Eduardo Torres-Dulce, en «Los toros y yo» de LA RAZÓN

Eduardo Torres-Dulce, ex fiscal general del Estado, disertará sobre el cine y los toros. larazon

Eduardo Torres-Dulce, en «Los toros y yo» de LA RAZÓN

Eduardo Torres-Dulce, anterior fiscal general del Estado, protagoniza esta tarde un nuevo encuentro del ciclo «Los Toros y yo», que LA RAZÓN organiza bajo el patrocinio de la Real Maestranza de Caballería de Sevilla. Además de su carrera en la judicatura y como profesor universitario, el cine ocupa gran parte de su dedicación, ya que desde hace décadas es uno de los principales críticos de nuestro país; labor que desempeña en la actualidad en el programa radiofónico «Cowboys de medianoche», a las órdenes de Luis Herrero en Esradio.

Ambos, el cine y la tauromaquia, han compartido puentes desde finales del siglo XIX, cuando comenzaron a rodarse las primeras películas tanto en el plano documental como en la ficción. Era casi inevitable que la cámara pusiera su objetivo sobre un espectáculo único y auténtico en el que un hombre se enfrenta a un animal ante los ojos de miles de espectadores. En las sociedades industrializadas donde el cine daba sus primeros balbuceos como hijo predilecto del proceso histórico, todo lo que sonara a popular se convertía en un argumento prioritario para filmar. Desde la salida de unos obreros de una fábrica o la celebración de un concierto en una ciudad, había que rodar la vida para luego verla, alucinados en los primeros e improvisados cines.

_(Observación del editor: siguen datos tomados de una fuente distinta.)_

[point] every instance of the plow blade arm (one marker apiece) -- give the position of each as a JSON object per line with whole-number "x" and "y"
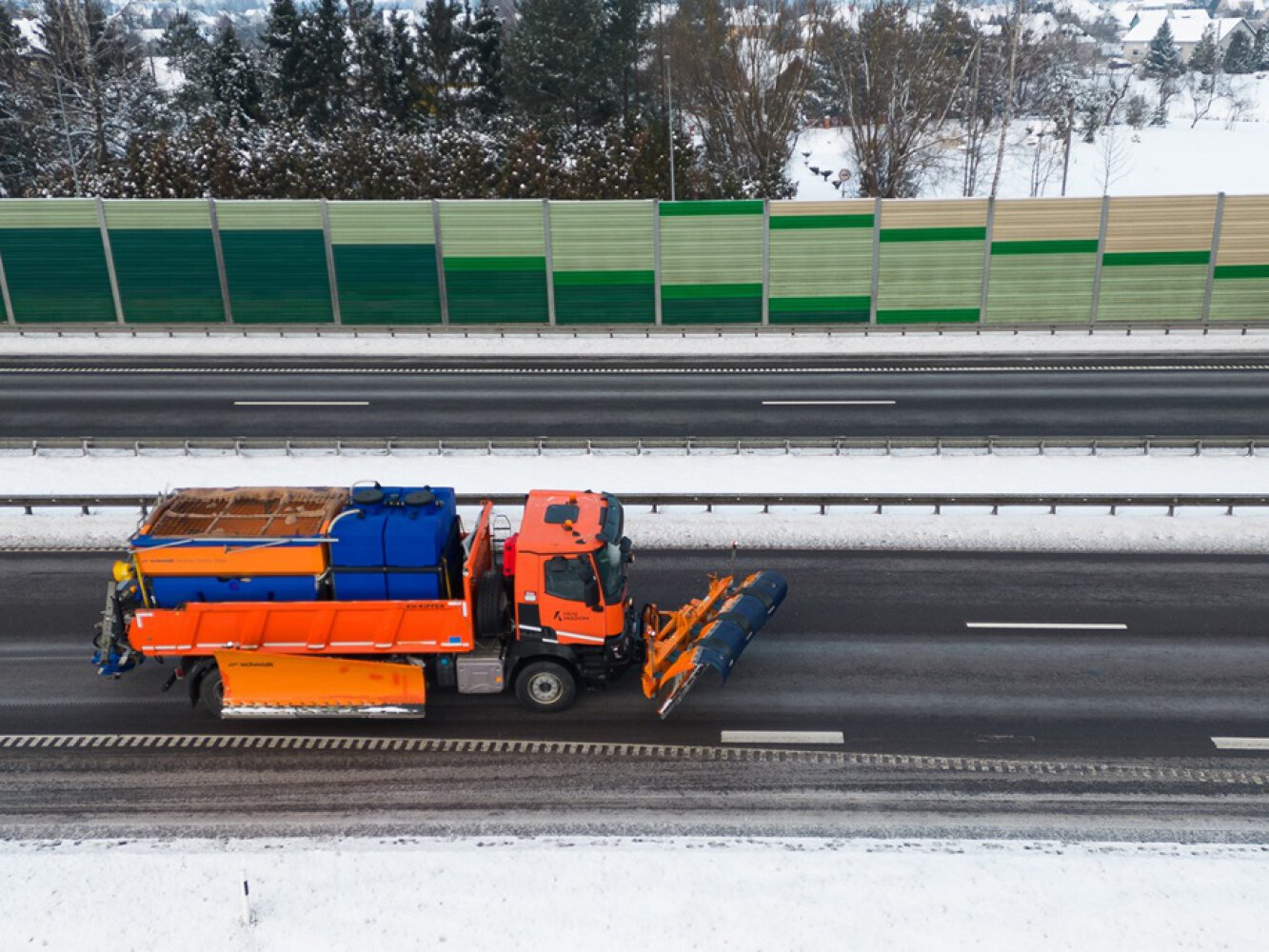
{"x": 708, "y": 634}
{"x": 260, "y": 684}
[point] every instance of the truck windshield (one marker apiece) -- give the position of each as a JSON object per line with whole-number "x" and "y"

Sin embargo, pese al auge de las corridas en la España de aquellos tiempos, «a nivel documental no se aprovechó todo lo que se debería», asegura Torres-Dulce, quien entiende que a lo largo de las décadas, las películas fueron una «ventana en el mundo» para el toreo, pese a que se han perdido importantes festejos de principios del siglo XX que pudieron ser filmados.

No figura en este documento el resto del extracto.